Yusuf Aisha, Fitzgerald Rebecca C
Medical Research Council Cancer Unit, Hutchison/Medical Research Council Research Centre, University of Cambridge, Cambridge, CB2 0XZ United Kingdom.
Curr Treat Options Gastroenterol. 2021;19(2):321-336. doi: 10.1007/s11938-021-00342-1. Epub 2021 Mar 16.
The targeted approach adopted for Barrett's oesophagus (BO) screening is sub-optimal considering the large proportion of BO cases that are currently missed. We reviewed the literature highlighting recent technological advancements in efforts to counteract this challenge. We also provided insights into strategies that can improve the outcomes from current BO screening practises.
The standard method for BO detection, endoscopy, is invasive and expensive and therefore inappropriate for mass screening. On the other hand, endoscopy is more cost-effective for screening a high-risk population. A consensus has however not been reached on who should be screened. Risk prediction algorithms have been tested as an enrichment pre-screening tool reporting modest AUC's but require more prospective evaluation studies.

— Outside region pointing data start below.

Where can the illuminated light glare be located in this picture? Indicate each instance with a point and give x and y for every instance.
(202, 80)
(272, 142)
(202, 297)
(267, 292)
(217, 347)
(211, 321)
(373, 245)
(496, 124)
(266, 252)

Less invasive endoscopy methods like trans-nasal endoscopy, oesophageal capsule endsocopy and non-endoscopic cell collection devices like the Cytosponge coupled with biomarker analysis have shown promise in BO detection with randomised clinical trial evidence.
A three-tier precision cancer programme whereby risk prediction algorithms and non-endoscopic minimally invasive cell collection devices are used to triage test a wider pool of individuals may improve the detection rate of current screening practises with minimal cost implications.
考虑到目前大量巴雷特食管(BO)病例被漏诊,用于BO筛查的靶向方法并不理想。我们回顾了相关文献,突出了为应对这一挑战而取得的最新技术进展。我们还深入探讨了可改善当前BO筛查实践结果的策略。
用于检测BO的标准方法——内镜检查,具有侵入性且成本高昂,因此不适用于大规模筛查。另一方面,内镜检查对高危人群进行筛查时成本效益更高。然而,对于哪些人应该接受筛查尚未达成共识。风险预测算法已作为一种富集预筛查工具进行了测试,报告的曲线下面积(AUC)一般,但需要更多前瞻性评估研究。侵入性较小的内镜检查方法,如经鼻内镜检查、食管胶囊内镜检查,以及非内镜细胞采集设备,如与生物标志物分析相结合的细胞海绵,已在随机临床试验证据中显示出在BO检测方面的前景。
采用风险预测算法和非内镜微创细胞采集设备的三层精准癌症筛查方案,对更广泛人群进行分流检测,可能以最小的成本提高当前筛查实践的检出率。